"Thus, note that incremental downloads of these dumps may generate inconsistent data. Consider using EventStreams for real time updates on MediaWiki changes (API docs)."

I can see how that's confusing.  I'll try to re-word it and then answer your other questions below.  So this is basically saying that if you want to process the whole history every month, this dataset will work ok.  But if you plan on doing something like:

* It's 2021-09 and you download the whole dump and process it
* In 2021-10 the new dump comes out, you download it but only process the events with timestamps between 2021-09 and 2021-10

That won't work.  Because some of the updates might be done to historical records with timestamps long before 2021-09.  That little quirk is what allows us to add high value fields like "time between this revision and the next revision" or "is this revision deleted at some point in the future".

I am planning to retrieve updated versions of the metadata regularly. So I guess I have to use EventStream to access the recent changes? AFAIU there recent changes come from the RecentChanges table [1]. So what would be a proper stream of actions? For example:

1. Dowload the mediawiki_history dump once and parse it
2. For every new update of my data pool, access recent changes through event stream as per [2]
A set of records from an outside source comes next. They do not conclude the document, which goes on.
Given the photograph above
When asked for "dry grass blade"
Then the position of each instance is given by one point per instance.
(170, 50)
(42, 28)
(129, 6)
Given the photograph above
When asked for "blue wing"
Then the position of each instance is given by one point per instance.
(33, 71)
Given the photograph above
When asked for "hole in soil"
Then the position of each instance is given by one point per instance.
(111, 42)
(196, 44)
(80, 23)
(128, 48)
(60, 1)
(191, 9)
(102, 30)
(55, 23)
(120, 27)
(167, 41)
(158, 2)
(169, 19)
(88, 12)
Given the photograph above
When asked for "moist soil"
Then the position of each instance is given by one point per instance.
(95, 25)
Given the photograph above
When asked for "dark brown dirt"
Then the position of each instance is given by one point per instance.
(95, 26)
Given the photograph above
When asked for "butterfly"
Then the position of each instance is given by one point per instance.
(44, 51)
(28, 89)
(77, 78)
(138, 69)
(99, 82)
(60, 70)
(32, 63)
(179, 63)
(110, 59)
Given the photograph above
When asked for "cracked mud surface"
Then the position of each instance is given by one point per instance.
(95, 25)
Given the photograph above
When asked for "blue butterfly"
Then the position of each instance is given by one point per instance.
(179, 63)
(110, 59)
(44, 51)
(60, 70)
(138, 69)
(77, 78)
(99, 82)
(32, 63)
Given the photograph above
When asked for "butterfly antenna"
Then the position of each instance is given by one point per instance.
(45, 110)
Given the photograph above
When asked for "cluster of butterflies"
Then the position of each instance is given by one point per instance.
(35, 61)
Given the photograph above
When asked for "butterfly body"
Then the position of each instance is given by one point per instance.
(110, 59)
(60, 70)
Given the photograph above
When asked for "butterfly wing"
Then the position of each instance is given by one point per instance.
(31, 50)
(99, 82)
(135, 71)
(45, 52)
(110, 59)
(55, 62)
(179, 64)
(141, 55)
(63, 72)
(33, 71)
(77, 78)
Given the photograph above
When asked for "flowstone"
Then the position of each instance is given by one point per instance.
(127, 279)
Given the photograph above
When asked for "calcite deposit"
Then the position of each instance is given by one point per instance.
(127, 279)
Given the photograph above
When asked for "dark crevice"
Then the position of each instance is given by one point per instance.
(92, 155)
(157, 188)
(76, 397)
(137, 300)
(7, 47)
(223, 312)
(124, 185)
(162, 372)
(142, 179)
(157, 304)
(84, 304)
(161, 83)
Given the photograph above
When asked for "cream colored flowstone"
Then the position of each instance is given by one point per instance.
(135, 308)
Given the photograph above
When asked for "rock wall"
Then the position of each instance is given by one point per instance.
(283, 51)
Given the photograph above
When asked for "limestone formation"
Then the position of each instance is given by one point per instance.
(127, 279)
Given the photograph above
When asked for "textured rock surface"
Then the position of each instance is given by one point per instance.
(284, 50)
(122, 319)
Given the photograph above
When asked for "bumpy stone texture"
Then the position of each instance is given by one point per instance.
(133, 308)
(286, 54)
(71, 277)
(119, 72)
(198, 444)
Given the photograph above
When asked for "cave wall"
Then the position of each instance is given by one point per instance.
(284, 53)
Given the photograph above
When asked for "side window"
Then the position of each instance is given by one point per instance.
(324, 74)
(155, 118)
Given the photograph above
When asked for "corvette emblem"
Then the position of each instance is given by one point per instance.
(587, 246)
Did understand this correctly?

This would work ok, but would indeed be a bit more complicated.  If you absolutely need data every minute, hour, or day, then this would be one choice.  One downside is that it would be hard to compute some of the fields we provide in the whole dump, so if you can wait a month to get the refreshed dump then that's better.  The options Jaime gave might work better, it would depend on your requirements and what you're comfortable with.  In the long term we hope to release a version of this dataset updated more frequently, hopefully daily (but this is more than a year away).

Last thing, in the pageview archive there are three types of file: automated, spider and user.   Am I right in understanding that "user" relates to pageviews operated by real persons, while "automated" and "spider" by programs (not sure about the difference between the two)?

Yes, user is our best heuristic-algorithm guess at what part of our traffic is initiated by humans (or smart members of other species :)).  Automated is our guess at bot traffic that doesn't identify itself.  And spider is traffic that identifies itself (such as the google crawler bot).